Nada más equivocado, los autores de la denominación se referían, en sentido figurado, a la Historia o, cuando más, a la clase obrera, considerada como el sujeto social de la revolución, en el entendido, claro está, de que este sujeto se construye y se reconstruye permanentemente. Es el propio proceso el que produce, mediante sucesivas diferenciaciones, dentro de los conjuntos sociales, los activistas, los dirigentes, las corrientes ideológicas, las diversas formas organizativas que se decantan. Dicho de otra manera: los partidos deben ser, a su vez, explicados históricamente.
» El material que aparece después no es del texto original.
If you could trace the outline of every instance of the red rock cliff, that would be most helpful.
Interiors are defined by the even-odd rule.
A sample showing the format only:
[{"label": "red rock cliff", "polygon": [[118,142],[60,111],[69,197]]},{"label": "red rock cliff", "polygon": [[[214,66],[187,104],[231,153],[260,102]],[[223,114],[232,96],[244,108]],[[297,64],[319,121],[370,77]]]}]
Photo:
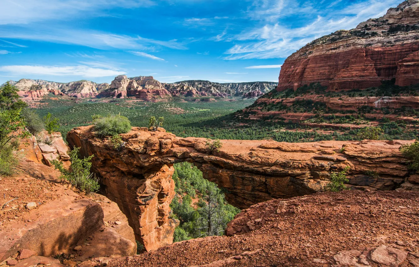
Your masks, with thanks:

Y es un efecto del conjunto de la sociedad en todas sus dimensiones, tanto económicas como sociales, tanto políticas como culturales. Justamente es uno de los rasgos más asombrosos y maravillosos de un periodo revolucionario.
I
El Imperio Ruso de principios del Siglo XX, con sus contradicciones y paradojas, nos ofrece una contundente demostración. Nada de lo ocurrido se podría explicar si no tuviéramos en cuenta, entre otros elementos históricos, sus alcances en el campo de la cultura cuyas contribuciones sobra recordar; la formación de una notable capa de intelectuales obligada a permanecer por largos períodos en el exilio, en las fértiles y agitadas capitales europeas; el trauma de las guerras frecuentes que colocaba en el primer plano de la sociedad un enorme ejército; la incesante insubordinación de las múltiples nacionalidades oprimidas, y, en fin, la resistencia sorda y no pocas veces violenta de campesinos y obreros sometidos a una inmisericorde explotación.
Los diversos elementos se alternan y se combinan en diversas proporciones, se fusionan o se diferencian, especialmente en esos periodos vertiginosos de revolución. Para colmo de las paradojas, en 1905 se pone de presente un componente religioso: es un cura, el pope Gapón, quien promueve la gran manifestación para llevar al Zar una simple súplica confiada que fue respondida de manera violenta en lo que se conoció como el Domingo sangriento de San Petersburgo. Era él quien había promovido la primera y más amplia organización “legal” –sociedad de obreros de talleres y fábricas– en un momento en que todas eran prohibidas. No gratuitamente, algunos han señalado que uno de los principales logros de aquella revolución fue precisamente la pérdida definitiva del respeto y la confianza en el Zar a quien el pueblo con sentimiento religioso consideraba su “padrecito”.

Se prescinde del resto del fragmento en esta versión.